Le quartier de Chinatown est le berceau, le guide et l’aboutissement de tous ces maux qui rongent la ville. Cette facette est subtilement amenée par divers dialogues ramenant Jake Gittes à son passé de flic dans cette zone de non droit. C’est là que culminent les péchés de la Cité des Anges où les autorités ont fini par tolérer le crime pour plus de confort (et où il est sous-entendu que Jake a perdu un être cher dans la belle scène d’amour avec Faye Dunaway) et que le drame final se jouera dans l’indifférence. Le drame familial sordide au parfum d’inceste initie donc la tout aussi trouble grandeur naissante d’une ville mythique.

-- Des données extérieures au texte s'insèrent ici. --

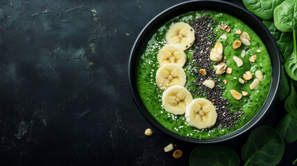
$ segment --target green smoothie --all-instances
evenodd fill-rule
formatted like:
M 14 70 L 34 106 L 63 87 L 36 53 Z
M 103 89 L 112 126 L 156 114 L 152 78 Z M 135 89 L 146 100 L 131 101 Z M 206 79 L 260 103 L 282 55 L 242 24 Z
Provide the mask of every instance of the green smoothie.
M 209 13 L 213 19 L 215 19 L 217 25 L 213 29 L 213 32 L 217 33 L 217 37 L 220 37 L 222 33 L 224 33 L 226 39 L 215 38 L 216 42 L 221 42 L 224 46 L 223 55 L 226 60 L 226 64 L 228 68 L 233 68 L 231 74 L 218 75 L 220 80 L 226 80 L 226 84 L 222 82 L 219 83 L 219 86 L 224 86 L 222 97 L 227 98 L 232 106 L 226 106 L 233 114 L 238 112 L 240 109 L 242 109 L 242 112 L 244 114 L 240 117 L 240 120 L 236 120 L 237 123 L 234 128 L 227 129 L 223 127 L 218 129 L 218 126 L 215 125 L 210 129 L 197 129 L 186 123 L 185 116 L 176 116 L 167 112 L 162 108 L 162 94 L 163 91 L 159 89 L 156 84 L 156 72 L 159 68 L 159 64 L 156 55 L 159 50 L 167 44 L 165 35 L 172 23 L 186 22 L 189 20 L 195 19 L 197 17 L 201 17 L 206 13 Z M 219 23 L 228 25 L 231 28 L 231 31 L 226 33 L 219 27 Z M 234 49 L 233 44 L 236 39 L 239 39 L 239 35 L 235 34 L 235 31 L 240 29 L 242 32 L 246 32 L 251 37 L 251 45 L 249 46 L 246 55 L 242 57 L 242 50 L 246 47 L 244 44 Z M 188 62 L 192 62 L 192 55 L 195 47 L 186 50 Z M 256 61 L 254 63 L 250 63 L 249 59 L 253 55 L 257 55 Z M 233 57 L 240 57 L 244 65 L 237 67 Z M 194 63 L 195 64 L 195 63 Z M 190 65 L 185 65 L 183 68 L 190 68 Z M 199 66 L 197 66 L 199 68 Z M 253 80 L 247 81 L 244 84 L 239 82 L 239 78 L 242 78 L 246 71 L 251 71 L 255 73 L 256 71 L 261 71 L 264 80 L 259 83 L 258 86 L 254 89 L 250 89 L 250 84 Z M 272 77 L 272 68 L 269 55 L 265 48 L 265 46 L 247 25 L 242 21 L 225 13 L 217 12 L 215 11 L 198 11 L 186 13 L 180 17 L 172 19 L 161 26 L 154 35 L 149 39 L 143 49 L 141 55 L 138 58 L 137 64 L 136 82 L 137 87 L 140 96 L 150 113 L 159 121 L 162 125 L 169 130 L 179 135 L 195 138 L 198 139 L 208 139 L 211 138 L 219 137 L 233 132 L 247 124 L 260 111 L 269 93 Z M 185 70 L 188 77 L 190 76 L 191 70 Z M 253 77 L 255 77 L 255 75 Z M 190 79 L 187 80 L 185 87 L 187 89 L 196 89 L 200 91 L 197 87 L 191 85 L 192 82 L 196 80 L 195 77 L 191 75 Z M 241 101 L 234 99 L 230 93 L 231 90 L 236 90 L 238 92 L 242 91 L 247 91 L 249 96 L 244 96 Z M 206 97 L 204 95 L 197 95 L 192 93 L 194 99 L 198 98 Z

Grand succès publique et critique, Chinatown sera nominé pour onze Oscars (dont ceux des meilleurs acteurs pour Jack Nicholson et Faye Dunaway), Robert Towne remportant celui du meilleur scénario original (souvent qualifié d’un des meilleurs jamais écrits) quand bien même celui-ci fut largement réécrit par Polanski et le producteur Robert Evans, notamment sa fin tragique. Towne voyait Chinatown comme le volet d’une trilogie où la corruption tournerait autour des ressources sur l’eau, le pétrole puis la terre. De grandes ambitions qui tourneront court avec l’échec du deuxième volet tardif The Two Jakes (1990) réalisé par Jack Nicholson.